The collection did not make the slightest concession to the streetwear winds that have swept fashion of late, but it felt energetic and upbeat nonetheless
A girl in a bra top and rolled-up, banana-shaped trousers, her face veiled by a net, her eyebrow marked by a scar. This is who opened the Giambattista Valli show. She had many sisters on the white-carpeted catwalk, all looking just as fierce. Quite remarkable sights to behold, this being a haute couture show.
It was quite a shift in the aesthetic system of the designer, too.
Radiant and a tad naughty, Valli described the women as “ghetto girls.” Ghetto in Valli’s world, that’s for sure. Although pervaded by a palpably youthful spirit, the collection did not make the slightest concession to the urban, streetwear winds that have swept fashion of late.
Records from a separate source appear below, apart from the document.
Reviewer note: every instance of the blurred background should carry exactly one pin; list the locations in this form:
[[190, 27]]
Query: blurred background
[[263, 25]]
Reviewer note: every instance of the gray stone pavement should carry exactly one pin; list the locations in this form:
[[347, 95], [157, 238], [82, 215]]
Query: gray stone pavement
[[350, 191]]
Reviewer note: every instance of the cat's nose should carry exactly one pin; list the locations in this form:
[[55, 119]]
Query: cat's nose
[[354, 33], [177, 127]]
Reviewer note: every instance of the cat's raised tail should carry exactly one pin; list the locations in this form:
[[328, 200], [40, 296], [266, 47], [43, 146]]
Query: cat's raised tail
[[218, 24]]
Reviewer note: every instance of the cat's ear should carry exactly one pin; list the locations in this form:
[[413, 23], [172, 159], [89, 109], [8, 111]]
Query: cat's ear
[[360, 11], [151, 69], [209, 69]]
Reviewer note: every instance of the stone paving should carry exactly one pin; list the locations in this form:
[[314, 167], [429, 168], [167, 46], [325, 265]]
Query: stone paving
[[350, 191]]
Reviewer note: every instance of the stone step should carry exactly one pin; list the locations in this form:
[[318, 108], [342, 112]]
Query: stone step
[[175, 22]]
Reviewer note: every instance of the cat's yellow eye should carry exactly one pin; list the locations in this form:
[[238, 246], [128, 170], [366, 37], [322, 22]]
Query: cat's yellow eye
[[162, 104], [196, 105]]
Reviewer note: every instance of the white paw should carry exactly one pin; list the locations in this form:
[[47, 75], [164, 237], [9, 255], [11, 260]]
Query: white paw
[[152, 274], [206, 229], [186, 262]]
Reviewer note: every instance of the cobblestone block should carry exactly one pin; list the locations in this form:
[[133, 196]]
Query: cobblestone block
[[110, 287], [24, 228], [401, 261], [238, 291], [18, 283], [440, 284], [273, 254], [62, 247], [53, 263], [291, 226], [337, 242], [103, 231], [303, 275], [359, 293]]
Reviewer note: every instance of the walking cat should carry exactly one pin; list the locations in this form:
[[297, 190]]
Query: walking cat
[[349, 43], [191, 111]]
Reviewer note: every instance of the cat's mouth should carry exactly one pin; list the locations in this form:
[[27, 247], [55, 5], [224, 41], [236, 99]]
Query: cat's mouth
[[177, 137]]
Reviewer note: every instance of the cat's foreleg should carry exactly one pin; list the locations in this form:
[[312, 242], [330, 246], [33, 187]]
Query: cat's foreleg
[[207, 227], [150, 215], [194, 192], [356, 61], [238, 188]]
Yet, it felt fresh, energetic and upbeat nonetheless.
As a designer, Valli has always been interested in the complexities and contrasts of womanhood, which he depicts in the juxtaposition of sharp silhouettes and flowery volumes. Today he tested new grounds: the flowery and fluttery got graphic — and the graphic got giddy. This being Valli, there were slightly dramatic numbers with a Cristobal Balenciaga feel to them, but it was the svelte silhouettes that stole the show.
Valli said the artist Francis Picabia, during his Dadaist phase, served as an inspiration, specifically his portraits of women and Dada’s inherent proclivity for displacement. Ultimately, it was Valli’s point of view on youthfulness that delivered the message. “Everybody obsesses over millennials, but what does that mean? Youth is a way of being, not a matter of age.” Well said.